Figure 3. The dependency between correlation profiles cc(N, X) and cc(N, Y) all three pairs of clades. Informational groups are shown as navy diamonds and to the non-informational groups as magenta squares. The linear regression line for full set of points is shown with broken line.
This provides yet more evidence for the observation that evolutionary pressure acts more uniformly on the non-informational groups than on the informational groups. These results also give further support to the observation that a significant fraction of the informational ortholog groups might be a subject to lineage specific evolutionary pressure. If so, this would imply that proteins in this group are not easily exchangeable between species through LGT. In contrast, the selective pressure acting on non-informational proteins is much more uniform and may more easily permit exchange of corresponding orthologs and corresponding xenologous displacement .
2.4. Lateral gene transfer and evolutionary pressure
The above observations suggested that proteins in informational ortholog groups may be less prone to exchange between lineages, while exchanges in the non-informational groups are more likely. To test if this indeed is the case, we constructed evolutionary trees for all ortholog groups and manually looked for deviations from the species tree, which would imply lateral gene transfer (LGT) between the clades (see Material and methods). We found that only 3 out of 37 informational group trees had a signature of such putative LGTs while most (18 out of 27) non-informational groups show such a signature of possible lateral gene transfer consistent with our expectation. We found that non-informational groups have higher correlation between cc(N, X) and cc(N, Y) than informational groups (Table 2). Surprisingly we observed lack of increased correlation between cc(A, P); cc(A, G) for non-informational groups with LGT and even a drop when only putative transfers from Archaea are considered. We noted also that, the non-informational groups without the above defined signature of LGT events show similar basic characteristics as the non-informational groups with such signature LGT.
Table 2. Correlation (R2 value) between correlation coefficients for ortholog groups with putative LGA.
2.5. In-silico Lateral Gene Transfers (s-LGT) elucidate unifying role of Lateral Gene Transfer
We then explored more deeply this relation between LGT from Archaea to bacteria and the evolutionary pressure.

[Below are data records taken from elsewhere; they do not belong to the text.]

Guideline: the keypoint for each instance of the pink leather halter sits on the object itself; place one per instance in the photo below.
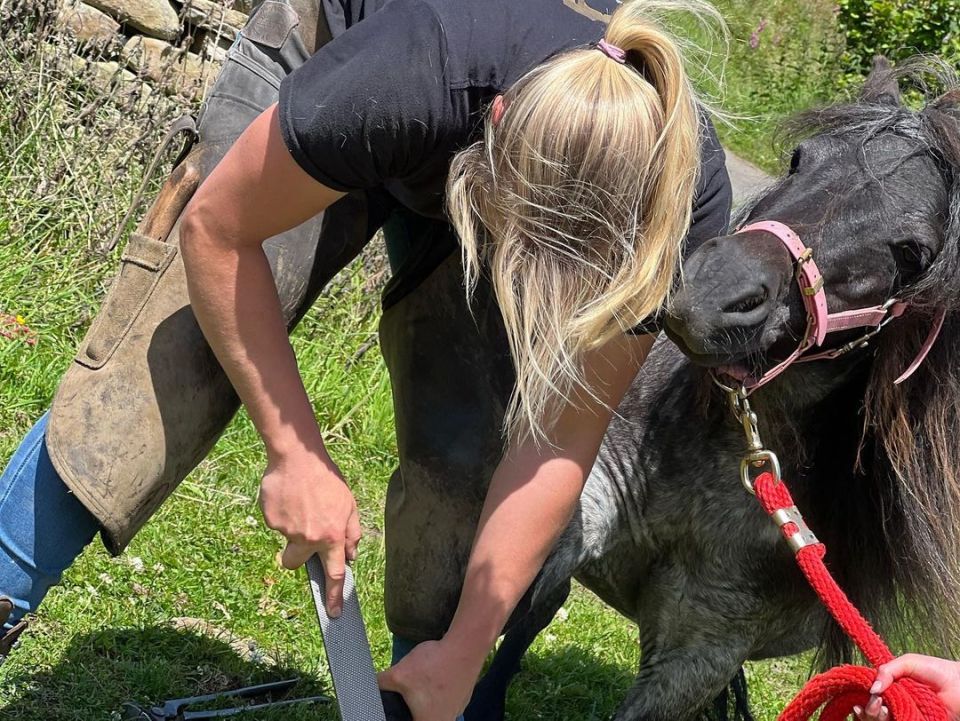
(820, 322)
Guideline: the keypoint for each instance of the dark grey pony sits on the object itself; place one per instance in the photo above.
(666, 534)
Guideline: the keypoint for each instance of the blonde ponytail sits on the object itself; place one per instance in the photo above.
(577, 201)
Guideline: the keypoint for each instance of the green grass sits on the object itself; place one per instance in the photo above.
(105, 634)
(793, 66)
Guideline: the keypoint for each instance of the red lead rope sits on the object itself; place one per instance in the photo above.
(837, 691)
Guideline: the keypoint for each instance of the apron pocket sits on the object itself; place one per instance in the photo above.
(143, 263)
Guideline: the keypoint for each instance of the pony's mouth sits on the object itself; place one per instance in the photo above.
(737, 364)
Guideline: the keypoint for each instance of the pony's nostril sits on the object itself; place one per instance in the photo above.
(747, 304)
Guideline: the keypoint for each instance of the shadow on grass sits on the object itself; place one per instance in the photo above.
(101, 670)
(567, 683)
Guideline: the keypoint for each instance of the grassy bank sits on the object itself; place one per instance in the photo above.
(70, 162)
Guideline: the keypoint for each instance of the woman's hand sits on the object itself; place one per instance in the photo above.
(304, 497)
(435, 680)
(940, 675)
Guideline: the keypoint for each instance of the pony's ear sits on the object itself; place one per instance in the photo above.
(881, 87)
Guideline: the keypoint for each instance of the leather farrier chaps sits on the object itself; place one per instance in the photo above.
(145, 400)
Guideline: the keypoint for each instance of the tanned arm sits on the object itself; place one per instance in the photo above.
(532, 496)
(256, 192)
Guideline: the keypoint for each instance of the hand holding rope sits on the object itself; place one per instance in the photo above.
(835, 693)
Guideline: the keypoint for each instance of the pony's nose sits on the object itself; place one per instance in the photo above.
(729, 292)
(748, 306)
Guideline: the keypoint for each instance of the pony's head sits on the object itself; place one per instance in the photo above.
(873, 189)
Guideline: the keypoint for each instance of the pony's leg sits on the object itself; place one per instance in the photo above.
(687, 681)
(490, 696)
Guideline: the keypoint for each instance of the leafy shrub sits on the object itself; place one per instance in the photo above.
(898, 29)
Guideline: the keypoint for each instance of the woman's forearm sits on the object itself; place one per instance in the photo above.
(531, 499)
(532, 496)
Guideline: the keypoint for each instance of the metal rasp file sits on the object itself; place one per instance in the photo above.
(347, 648)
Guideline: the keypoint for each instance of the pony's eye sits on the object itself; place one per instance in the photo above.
(912, 256)
(795, 161)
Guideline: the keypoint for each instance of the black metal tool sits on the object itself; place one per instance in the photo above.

Specifically, we performed a series of in-silico lateral gene transfers, s-LGT, where a random sequence from Proteobacteria or Gram-positive bacteria was replaced by a random sequence from Archaea. This process was repeated 100 times. Trends from the in-silico experiment agree with the trends seen in the real data (Table 3). LGT does not always increase the correlation between the values of cc(N, X) and cc(N, Y) but can been seen as a unifying force within ortholog group as illustrated in Figure 4. That is, if we think of the correlation between (cc(N, X), cc(N, Y)) as a measure of the angle between (N, X) and (N, Y) then s-LGTs from Archaea shifts the triangle A, P, G towards the equilateral shape (Figure 4).
Table 3. Results of in silico LGT (s-LGT) from Archaea to one of the bacterial clades (A2G or A2P). R2 values for s-LGT are the average over 100 simulations.
Figure 4. Graphical illustration of the unifying role of s-LGT from A to P: decreasing the value of the R2 for (cc(A, P),cc(A, G)) corresponds to increasing the angle A and X and increasing the value of the R2 for (cc(G, A), cc(G, P)) corresponds to decreasing the angle G resulting in shifting the triangle towards being closer to equilateral. The result of s-LGT from A to G is symmetrical.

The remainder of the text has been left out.